This repository contains a data-generation layer for Caffe (v1). The layer takes a texture database, and produces optical flow training data (images and groundtruth) live at training time. It was used in the IJCV 2018 paper "What Makes Good Synthetic Training Data for Learning Disparity and Optical Flow Estimation?" (http://dx.doi.org/10.1007/s11263-018-1082-6), where it proved to produce better data (benchmarked on Sintel) than the original FlyingChairs dataset. You could (if you were fond of terrible puns) call this one On-the-Fly-ingChairs.
Predefined options include various object shapes and motion types.
Texture database must be provided by user.
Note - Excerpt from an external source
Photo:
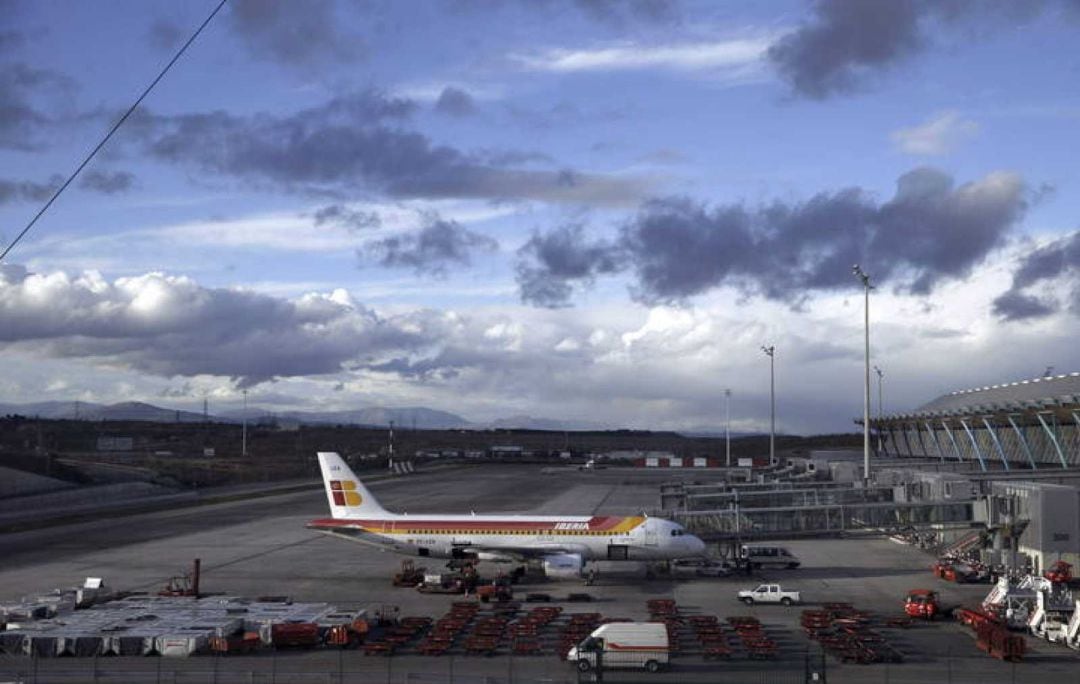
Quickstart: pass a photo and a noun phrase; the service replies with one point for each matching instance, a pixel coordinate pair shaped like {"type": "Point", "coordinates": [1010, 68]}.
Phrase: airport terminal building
{"type": "Point", "coordinates": [1014, 448]}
Nikolaus Mayer ([email protected])
This code is provided for research purposes only and without any warranty. Any commercial use is prohibited. If you use the code or parts of it in your research, you should cite the aforementioned paper:
@Article{MIFDB18,
author = "N. Mayer and E. Ilg and P. Fischer and C. Hazirbas and D. Cremers and A. Dosovitskiy and T. Brox",
title = "What Makes Good Synthetic Training Data for Learning Disparity and Optical Flow Estimation?",
journal = "International Journal of Computer Vision",
number = "9",
volume = "126",
pages = "942--960",
month = "Sep",
year = "2018",
note = "https://arxiv.org/abs/1801.06397",
url = "http://lmb.informatik.uni-freiburg.de/Publications/2018/MIFDB18"
}
The codebase utilizes the wonderful libraries CImg (download it and put CImg.h
into include/thirdparty
) and Anti-Grain Geometry.
See example/train.prototxt
.
The layer includes a number of hardcoded data modes, but is trivial to extend.
Textures are provided as a list of image files (loaded once at startup).
The data dimensions are hardcoded in include/caffe/data_generation/DataGenerator.h
, lines 55 et seq.
Note that this layer uses a lot of CPU power.